Section 3. Procedure for enacting laws that diminish public access to government.
(a)(1)(A) The General Assembly shall not make a law that diminishes public access to government except as provided in this section.
(B) The General Assembly may propose an amendment or adoption that diminishes public access to government only by referring a bill adopted by a two thirds (2/3) majority vote of both the House of Representatives and the Senate to the electors at the next general election for approval or rejection of the bill.
(2) A bill "diminishes public access to government" if any provision of the bill:
(A) Makes a public process, public meeting, public notice, or public record less open, accessible, or available to the people;
(B) Modifies the legal standard for recovery of penalties, fees, expenses, or costs in any case concerning government transparency; or
(C) Limits or restricts the recovery of penalties, fees, expenses, or costs by a citizen in any case concerning government transparency.
(3)(A) If it shall be necessary for the preservation of the public, peace, health, and safety that the bill become effective without delay, the General Assembly may declare an emergency by nine tenths (9/10) majority vote of both the House of Representatives and the Senate.
(B) If the emergency declaration is adopted:
(i) The bill shall become immediately effective; and
(ii) If the electors reject the referred bill at the next general election, the referred bill will no longer be in effect.
(4) The referred bill shall be published in the manner prescribed under Arkansas Constitution, Article 19, § 22.
(5) A referred bill under this subsection (b) is not a constitutional amendment under Arkansas Constitution, Article 19, § 22.
(6) As used in this section:
(A) A public process or public meeting is "less open, accessible, or available to the people" if the public's access to view, hear, attend, obtain knowledge of, or engage in the public process or public meeting is reduced;
(B) Public notice is "less open, accessible, or available to the people" if:
(i) Any time, place, manner, term, or medium of public notice is removed or reduced; and
(C) A public record is "less open, accessible, or available to the people" if the amendment:
(i) Exempts any portion of the public record from disclosure;
(ii) Designates any portion of the public record to be confidential; or
(iii) Makes the process for requesting, obtaining, receiving, or viewing any portion of the public record more difficult, complicated, or expensive for the requester.
(b) The General Assembly shall not propose an amendment to this Amendment to be submitted to the people for approval or rejection under Arkansas Constitution, Article 19, § 22.
(c) The people may amend this Amendment or an Arkansas statute concerning government transparency as provided under Arkansas Constitution, Article 5, § 1 or as provided under this section.

Section 4. Immunity.
The State of Arkansas may be made a defendant in her courts for failure to comply with the requirements of Arkansas law concerning government transparency including without limitation access to public records, openness of public meetings, and time, place, manner, term, or medium of public notice.
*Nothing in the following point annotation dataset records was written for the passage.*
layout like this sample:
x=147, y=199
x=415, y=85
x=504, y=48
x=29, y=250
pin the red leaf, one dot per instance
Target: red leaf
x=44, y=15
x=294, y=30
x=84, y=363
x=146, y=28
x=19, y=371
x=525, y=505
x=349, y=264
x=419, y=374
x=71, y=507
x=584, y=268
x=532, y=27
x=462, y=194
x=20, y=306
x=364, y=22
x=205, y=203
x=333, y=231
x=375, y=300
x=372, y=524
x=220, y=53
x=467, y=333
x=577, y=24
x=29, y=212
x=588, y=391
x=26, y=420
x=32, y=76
Section 5. Inconsistent provisions inapplicable.
(a) Except as provided in subsection (b) of this section, all provisions of the Constitution, statutes, and common law of this State to the extent inconsistent or in conflict with any provision of this Amendment are expressly declared null and void.
(b) This amendment shall not be construed to alter the constitutional powers of the:
(1) State Supreme Court; or
(2) General Assembly to determine the rules that affect the openness of state legislative meetings.

Section 6. Severability.
If any provision or section of this amendment or the application thereof to any person or circumstance is held invalid, such invalidity shall not affect any other provision or application of the amendment that can be given effect without the invalid provision or application, and to this end the provisions of this amendment are declared to be severable.

Section 7. Effective date.
This Amendment is effective on and after November 6, 2024.